A curious element in the paper was confusing some privacy protection techniques with synthetic data, quoting from Differential Privacy and the 2020 US Census:
For the 2020 US census, the Census Bureau decided to release high-fidelity synthetic data that incorporated a form of 'differential privacy.' This is an advanced technique to further reduce the risk of an individual being identified, basically through adding random values – 'noise' – to the dataset at controlled levels. Notably, differential privacy allows government census agencies to precisely quantify the probability of an individual being identified through the synthetic dataset.
Differential Privacy, which I wrote about here, which uses randomized perturbation has nothing to do with generating synthetic data. It preserves the sensitive data by introducing noise resolved through a probabilistic model.
Earlier attempts to comply with privacy regulations involved more sophisticated methods such as homomorphic encryption, a cryptographic approach make it mathematically impossible crack the data and identify people. Unfortunately, these techniques have one problem: as soon as you try to use them for a complex project, there are efficiency, utility, and scalability problems.

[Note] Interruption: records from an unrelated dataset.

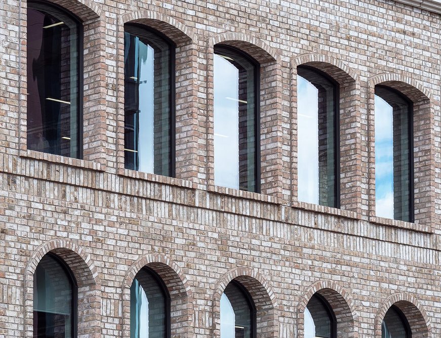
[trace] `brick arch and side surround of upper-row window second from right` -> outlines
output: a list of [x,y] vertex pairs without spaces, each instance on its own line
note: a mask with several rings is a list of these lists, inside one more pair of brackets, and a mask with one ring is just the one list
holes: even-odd
[[[344,61],[323,54],[304,54],[291,59],[293,144],[302,142],[302,140],[298,140],[297,133],[298,66],[309,66],[324,72],[339,85],[339,114],[337,118],[339,119],[340,126],[340,144],[337,150],[340,155],[340,206],[341,209],[359,214],[362,212],[360,205],[362,205],[363,187],[366,185],[363,180],[367,175],[367,170],[362,161],[363,145],[359,132],[362,130],[362,113],[360,110],[360,82],[358,73]],[[366,173],[363,173],[363,171],[366,171]],[[293,203],[296,203],[298,202],[298,157],[297,148],[295,147],[293,147],[292,151],[291,172]]]

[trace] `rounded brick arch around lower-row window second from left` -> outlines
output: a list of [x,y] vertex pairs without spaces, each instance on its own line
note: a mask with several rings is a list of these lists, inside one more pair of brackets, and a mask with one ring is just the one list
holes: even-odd
[[143,267],[154,270],[170,294],[172,336],[192,336],[193,292],[187,278],[170,258],[161,254],[147,254],[129,268],[123,281],[123,337],[130,337],[130,286]]

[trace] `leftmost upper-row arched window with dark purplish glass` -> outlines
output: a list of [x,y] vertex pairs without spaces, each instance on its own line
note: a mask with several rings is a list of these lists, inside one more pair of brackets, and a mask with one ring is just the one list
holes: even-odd
[[46,3],[27,9],[27,148],[82,156],[82,26]]

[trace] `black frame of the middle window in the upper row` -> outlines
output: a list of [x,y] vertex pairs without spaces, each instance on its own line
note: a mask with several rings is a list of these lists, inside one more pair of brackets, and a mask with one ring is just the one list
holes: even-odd
[[[219,53],[220,51],[220,53]],[[213,54],[222,54],[222,51],[225,51],[228,54],[236,54],[240,57],[243,57],[244,59],[246,59],[248,62],[250,62],[253,65],[254,68],[254,135],[255,135],[255,140],[254,140],[254,148],[255,148],[255,153],[254,153],[254,176],[255,176],[255,183],[254,186],[256,187],[255,191],[251,191],[251,192],[256,192],[256,193],[260,193],[261,192],[261,158],[260,158],[260,153],[261,153],[261,149],[260,149],[260,63],[259,61],[257,61],[255,58],[253,58],[251,55],[249,55],[248,53],[240,50],[239,48],[230,46],[230,45],[225,45],[222,43],[216,44],[213,47]],[[213,71],[214,74],[214,71]],[[214,95],[213,95],[214,96]],[[239,190],[240,189],[239,187]],[[250,190],[244,190],[244,191],[250,191]]]

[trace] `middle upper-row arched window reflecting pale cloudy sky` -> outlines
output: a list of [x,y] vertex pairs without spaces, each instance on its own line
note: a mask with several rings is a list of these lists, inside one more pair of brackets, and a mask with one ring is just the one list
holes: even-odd
[[259,192],[259,64],[231,47],[214,53],[215,184]]

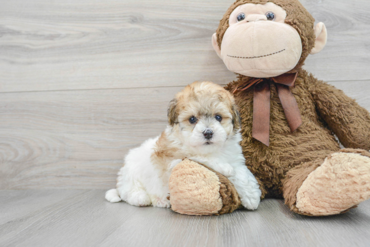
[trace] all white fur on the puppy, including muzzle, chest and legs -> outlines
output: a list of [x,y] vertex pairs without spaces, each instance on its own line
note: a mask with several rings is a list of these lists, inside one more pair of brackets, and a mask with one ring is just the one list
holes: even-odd
[[[212,116],[211,114],[209,116]],[[169,164],[160,164],[166,172],[161,172],[158,164],[153,165],[151,155],[159,137],[148,139],[140,147],[130,150],[125,157],[125,165],[118,172],[117,189],[108,190],[106,200],[115,203],[121,200],[135,206],[170,207],[168,178],[172,168],[184,158],[207,165],[227,176],[234,185],[242,206],[256,209],[260,203],[261,191],[257,180],[245,165],[239,145],[241,135],[233,131],[231,114],[221,124],[214,117],[199,117],[196,124],[188,124],[184,114],[179,123],[167,126],[164,134],[168,145],[179,150]],[[203,132],[213,130],[212,139],[206,140]],[[210,142],[211,144],[207,143]]]

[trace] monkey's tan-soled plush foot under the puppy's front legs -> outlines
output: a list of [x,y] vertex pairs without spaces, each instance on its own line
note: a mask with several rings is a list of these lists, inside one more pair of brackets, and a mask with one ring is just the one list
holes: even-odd
[[169,181],[171,208],[190,215],[220,215],[240,207],[231,182],[222,174],[185,159]]

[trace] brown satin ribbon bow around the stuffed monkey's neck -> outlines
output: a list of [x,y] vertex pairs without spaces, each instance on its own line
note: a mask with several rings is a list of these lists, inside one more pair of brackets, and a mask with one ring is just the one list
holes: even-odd
[[282,108],[284,109],[290,130],[293,132],[302,124],[297,101],[289,88],[294,86],[297,76],[298,73],[283,74],[272,78],[254,78],[236,87],[233,91],[233,93],[236,91],[244,91],[255,84],[253,95],[252,137],[266,146],[269,146],[270,143],[270,82],[276,83],[277,94]]

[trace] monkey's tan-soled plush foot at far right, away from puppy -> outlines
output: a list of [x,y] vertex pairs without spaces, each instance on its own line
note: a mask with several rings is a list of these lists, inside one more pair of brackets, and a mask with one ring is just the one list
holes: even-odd
[[345,212],[370,198],[370,153],[344,149],[331,154],[298,189],[299,212],[322,216]]

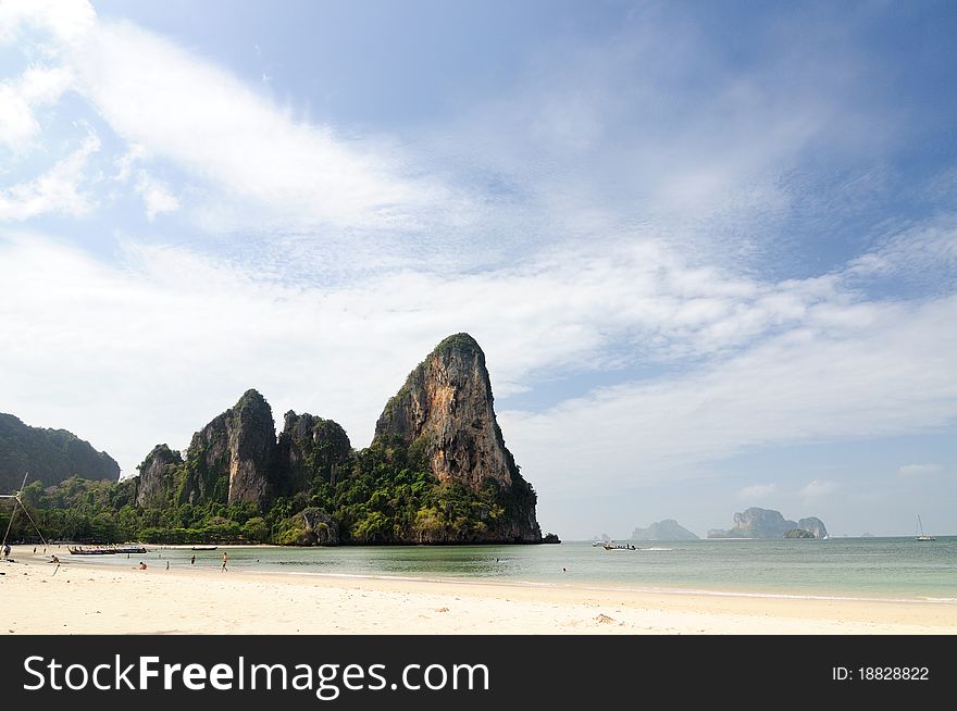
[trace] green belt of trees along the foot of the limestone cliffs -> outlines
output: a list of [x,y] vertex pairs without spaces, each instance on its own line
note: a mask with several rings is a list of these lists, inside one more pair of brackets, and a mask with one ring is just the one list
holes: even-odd
[[[182,482],[187,466],[183,462],[167,474]],[[24,489],[23,501],[51,540],[456,544],[510,541],[506,523],[535,496],[524,481],[524,486],[506,489],[489,478],[478,491],[457,482],[440,483],[421,458],[400,446],[351,452],[340,469],[334,484],[319,475],[304,489],[264,507],[190,503],[172,497],[160,507],[137,507],[138,477],[116,484],[73,477],[52,487],[34,482]],[[9,516],[10,509],[0,511],[4,531]],[[38,540],[22,513],[14,521],[12,538]]]

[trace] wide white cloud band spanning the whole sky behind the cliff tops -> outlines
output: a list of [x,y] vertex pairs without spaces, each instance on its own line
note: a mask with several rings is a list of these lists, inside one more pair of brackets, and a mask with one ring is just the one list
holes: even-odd
[[[18,346],[0,352],[0,373],[16,374],[0,390],[7,407],[34,421],[99,423],[98,446],[115,450],[127,471],[154,440],[185,446],[192,428],[248,387],[276,413],[293,408],[340,421],[363,446],[409,370],[458,330],[483,344],[501,398],[543,371],[641,362],[660,356],[655,348],[724,348],[698,332],[770,309],[754,296],[768,285],[746,288],[712,275],[708,289],[701,278],[643,276],[605,254],[558,273],[530,263],[457,278],[391,274],[330,289],[265,282],[179,249],[125,249],[122,269],[113,270],[36,236],[2,248],[0,326]],[[667,258],[661,252],[660,263]],[[673,269],[680,273],[680,262]],[[705,326],[686,330],[672,323],[682,301],[664,287],[674,284],[694,295],[753,296],[741,309],[705,310]],[[800,285],[787,294],[805,298]],[[598,388],[540,412],[500,411],[499,419],[523,470],[539,490],[552,491],[692,476],[756,446],[954,422],[957,381],[941,354],[957,350],[957,334],[946,327],[957,297],[885,303],[878,312],[841,320],[809,309],[784,332],[745,338],[684,373]],[[655,333],[660,346],[646,347],[643,334]],[[629,334],[639,336],[614,356]],[[103,411],[83,414],[90,408]],[[114,431],[116,412],[126,419],[122,433]],[[556,447],[555,433],[566,433],[567,446]]]

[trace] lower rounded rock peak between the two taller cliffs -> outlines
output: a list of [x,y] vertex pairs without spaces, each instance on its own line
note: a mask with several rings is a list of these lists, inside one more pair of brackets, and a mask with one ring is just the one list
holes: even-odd
[[282,490],[300,491],[316,479],[335,485],[351,452],[349,436],[338,423],[308,412],[297,415],[289,410],[276,445]]

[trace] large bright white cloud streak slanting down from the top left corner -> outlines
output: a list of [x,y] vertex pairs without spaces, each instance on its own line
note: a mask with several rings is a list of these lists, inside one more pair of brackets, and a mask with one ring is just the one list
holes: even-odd
[[[0,85],[0,142],[36,138],[32,107],[70,86],[145,164],[166,161],[202,186],[187,215],[204,229],[425,229],[473,211],[393,139],[297,117],[206,58],[98,18],[89,3],[11,2],[0,13],[0,40],[40,29],[37,57],[55,64]],[[134,185],[148,216],[179,207],[169,187]]]

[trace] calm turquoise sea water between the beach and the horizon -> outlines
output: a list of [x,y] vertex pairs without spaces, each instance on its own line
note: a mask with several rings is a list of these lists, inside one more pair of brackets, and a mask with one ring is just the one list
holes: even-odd
[[[826,540],[635,542],[607,551],[586,541],[543,546],[150,547],[142,556],[61,554],[71,563],[220,569],[275,574],[394,576],[617,589],[863,597],[957,603],[957,536]],[[65,552],[62,551],[62,552]],[[196,563],[190,557],[196,556]]]

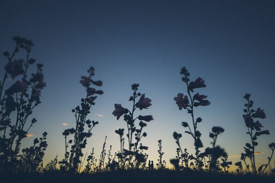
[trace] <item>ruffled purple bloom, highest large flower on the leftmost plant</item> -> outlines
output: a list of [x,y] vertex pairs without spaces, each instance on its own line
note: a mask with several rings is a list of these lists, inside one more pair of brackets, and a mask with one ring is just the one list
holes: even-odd
[[19,60],[10,61],[9,63],[7,63],[5,70],[7,71],[7,73],[10,74],[10,76],[13,79],[16,76],[23,74],[24,73],[23,60],[19,59]]

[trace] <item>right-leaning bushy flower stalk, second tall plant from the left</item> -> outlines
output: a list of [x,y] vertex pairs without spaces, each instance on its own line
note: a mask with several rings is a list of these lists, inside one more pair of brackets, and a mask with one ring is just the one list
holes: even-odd
[[[102,86],[102,81],[94,81],[92,77],[94,76],[94,67],[90,67],[90,69],[87,71],[89,73],[89,76],[82,76],[80,83],[85,87],[86,89],[86,97],[85,99],[81,99],[81,108],[77,106],[75,109],[72,109],[71,111],[75,114],[75,122],[76,127],[65,130],[62,135],[65,137],[65,158],[60,161],[62,169],[70,169],[73,171],[78,171],[79,166],[81,165],[81,161],[79,160],[80,157],[83,156],[82,149],[85,148],[87,144],[87,138],[92,135],[91,131],[93,127],[98,124],[98,121],[90,121],[87,120],[86,117],[90,113],[91,106],[94,106],[94,100],[97,98],[97,96],[93,96],[95,94],[102,95],[102,90],[96,90],[95,88],[91,88],[91,84],[94,84],[96,86]],[[84,132],[85,125],[88,125],[88,131]],[[74,134],[74,140],[69,141],[68,143],[72,142],[71,150],[70,152],[67,152],[68,143],[66,142],[67,136],[69,134]],[[70,157],[69,157],[70,154]]]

I can see in principle how synthetic data can solve some disclosure problems, and I'm beginning to see a plausible use case for dealing with PII. There is a ton of material online about synthetic data, most of which is from vendors and journalists, and very little raising the questions I've raised.
The article raises some issues worth considering and, like all academic papers, has a boatload of references and citations worth reviewing to get a more comprehensive set of opinions than my own. If you want to use data to get at the "truth," elaborating on what is already suspected is not a good solution.